Senior High Performance Computing Engineer

Home / LLMVacancy / Senior High Performance Computing Engineer

Senior High Performance Computing Engineer

Application open Full Time

Job Purpose

As an HPC Expert, you will play a pivotal role in advancing our organization’s computational capabilities and accelerating the development of cutting-edge deep learning solutions. You will be responsible for managing and optimizing the performance of GPU clusters and implementing distributed computing strategies to efficiently train large-scale deep learning models.

Location

Abu Dhabi Only

Affiliation

Successful applicants may choose to work at MBZUAI or Inception (a G42 company) as per mutual agreements.

Key Responsibilities

Functional

GPU cluster management

Design, deploy, and maintain high-performance GPU clusters, ensuring their stability, reliability, and scalability.
Monitor and manage cluster resources to maximize utilization and efficiency.

Distributed/parallel training

Implement distributed computing techniques to enable parallel training of large deep learning models across multiple GPUs and nodes.
Optimize data distribution and synchronization to achieve faster convergence and reduced training times.

Performance optimization

Fine-tune GPU clusters and deep learning frameworks to achieve optimal performance for specific workloads.
Identify and resolve performance bottlenecks through profiling and system analysis.

Deep learning framework integration

Collaborate with data scientists and machine learning engineers to integrate distributed training capabilities into existing deep learning frameworks (e.g., TensorFlow, PyTorch, MXNet).

Scalability and resource management

Ensure GPU clusters can scale effectively to handle increasing computational demands.
Develop resource management strategies to prioritize and allocate computing resources based on project requirements.

Security and compliance

Implement security measures to protect GPU clusters and data while adhering to industry best practices and compliance standards.

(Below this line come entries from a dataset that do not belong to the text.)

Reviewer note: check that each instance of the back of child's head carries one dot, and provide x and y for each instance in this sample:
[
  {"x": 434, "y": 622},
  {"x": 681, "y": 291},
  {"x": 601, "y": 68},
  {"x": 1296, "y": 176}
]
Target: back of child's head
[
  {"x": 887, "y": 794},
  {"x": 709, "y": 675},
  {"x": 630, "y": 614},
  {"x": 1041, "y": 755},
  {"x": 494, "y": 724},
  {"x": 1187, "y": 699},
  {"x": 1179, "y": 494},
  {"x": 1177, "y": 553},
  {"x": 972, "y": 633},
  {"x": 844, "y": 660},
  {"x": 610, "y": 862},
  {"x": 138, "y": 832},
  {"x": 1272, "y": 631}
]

Troubleshooting and support

Troubleshoot and resolve issues related to GPU clusters, distributed training, and performance anomalies.
Provide technical support to users and resolve technical challenges efficiently.

Documentation

- Create and maintain documentation related to GPU cluster configuration, distributed training workflows, and best practices to ensure knowledge sharing and seamless onboarding of new team members.

Job Specifications

Academic Qualification

A Master’s degree or Ph.D. in Computer Science or a related field with a focus on high-performance computing, distributed systems, or deep learning.

Professional Experience

Essential

At least three years experience successfully managing GPU clusters, including installation, configuration, and optimization.
Demonstrably strong expertise in distributed deep learning and parallel training techniques.
Proven proficiency in popular deep learning frameworks like TensorFlow, PyTorch, or MXNet.
Programming skills in Python and experience with GPU-accelerated libraries (e.g., CUDA, cuDNN).
Knowledge of performance profiling and optimization tools for HPC and deep learning.
Familiarity with resource management and scheduling systems (e.g., SLURM, Kubernetes).